Rain battered the ground, splashing up and into the dry area below the awning of the clinic. The humidity was stifling. My collar clung to my skin.

She still hadn’t said a word. I didn’t like it. Ma petite rescapée was an upbeat chatterbox who let very little get her down. She smiled. She dared. She rose above it all like an untouchable queen, ready to lay waste to her enemies.

I pulled her into me and backed her up with a firm hold on her waist until her back hit the wall. A gasp escaped her, and I shoved down the need to capture it for myself.

“Get it out now. Whatever it is.”

“Let go of me.”

She knocked her fists against me. It was cute she thought she could move me. Our size difference had never before been so obvious, with her eyes reaching no higher than my chin.

“This isn’t funny, Adrien. I’m not in the mood.”
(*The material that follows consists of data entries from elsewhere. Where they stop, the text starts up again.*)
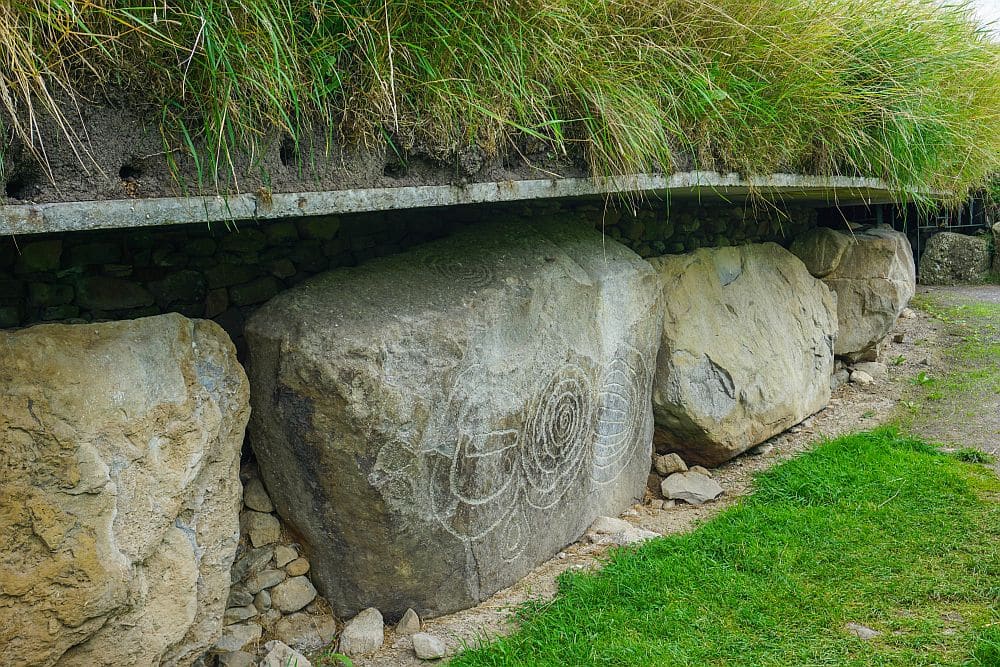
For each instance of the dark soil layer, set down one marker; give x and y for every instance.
(118, 154)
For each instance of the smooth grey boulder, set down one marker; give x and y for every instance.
(436, 423)
(955, 259)
(874, 278)
(747, 349)
(119, 490)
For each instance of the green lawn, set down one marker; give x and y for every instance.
(874, 528)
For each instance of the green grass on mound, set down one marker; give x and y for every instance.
(873, 528)
(905, 90)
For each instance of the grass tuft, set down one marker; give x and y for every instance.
(904, 90)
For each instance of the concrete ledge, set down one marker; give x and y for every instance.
(710, 186)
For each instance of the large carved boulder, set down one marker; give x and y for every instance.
(955, 259)
(746, 351)
(119, 490)
(436, 423)
(873, 276)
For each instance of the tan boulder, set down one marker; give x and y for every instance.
(746, 349)
(119, 490)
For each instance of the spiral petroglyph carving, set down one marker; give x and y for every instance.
(624, 419)
(557, 434)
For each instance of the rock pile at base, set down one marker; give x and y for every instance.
(436, 423)
(119, 488)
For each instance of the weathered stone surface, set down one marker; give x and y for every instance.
(691, 487)
(255, 497)
(284, 554)
(306, 632)
(280, 654)
(996, 249)
(821, 249)
(668, 464)
(363, 634)
(428, 647)
(955, 259)
(297, 567)
(747, 349)
(463, 410)
(119, 490)
(262, 528)
(409, 623)
(235, 637)
(293, 594)
(873, 281)
(609, 530)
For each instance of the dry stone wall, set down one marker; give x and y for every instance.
(224, 273)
“Exactly.” I cradled her cheek with one hand. “This isn’t like you.”

“So now you know me?”

“I know you’re hurting. Tell me why?”

“You don’t get everything you want.”

Her fists pummeled against my chest with weak hits. Her eyes glistened through the eye shield. Tears leaked out, pooling at the edge of the silicone. I pried the patch up and let the flood wash down her cheeks.

“I have you.”

Her body shook against mine. “You don’t mean that.”

I wiped away the wet trails on her cheeks, her skin soft and luscious.

“I do. You’re safe.”

“Am I? Or is it just until the next time your knife is at my throat?”

She’d never been more beautiful than she was now, flushed with anger, almost combusting with it.

Bitable parted pink lips just begging for me to take them.

I thumbed her bottom lip down. Her breath hitched, and when I let go, her lip bounced back in place.

I had always avoided kissing before. Never seen the appeal, not if it meant possible pain on contact.

“There’s no knife. Now is all that matters.”

“What about if now isn’t good enough?”

“It can be. That’s up to you.” My forehead pressed to hers. That green, no matter how scarred or surrounded by redness, sucked me in. “I’ve got you, Tessa. I swear. Nothing is taking you away from me but me. You can be certain of that.”

“Cryptic shit like that isn’t helping.”

I chuckled.

“So bitter.” I kissed the wetness below her right eye. “So resentful.” My lips switched to the other side, enjoying the taste of her, aching for more. “So full of ire. Isn’t talking what you women like best? Getting things off your chest? Chatting until all those around you bleed from their ears?”

“Wow, you’re really helping me to open up,” she mocked with a breathlessness that had me pressing into her.

Her breath stuttered as my cock, at half-mast, made contact with her stomach.

“Say the word,” I whispered in her ear, “I’d love nothing more than to spread you wide.”

“Adrien,” she nearly mewled at the innuendo, her hips undulating against me. A tigress reduced to a little kitten at my command. “Everyone would know.”

“You think I give a damn?” My hand circled her throat, thumbing her pulse like she liked to do to me. “You’re mine, little survivor. Let the whole world know it.”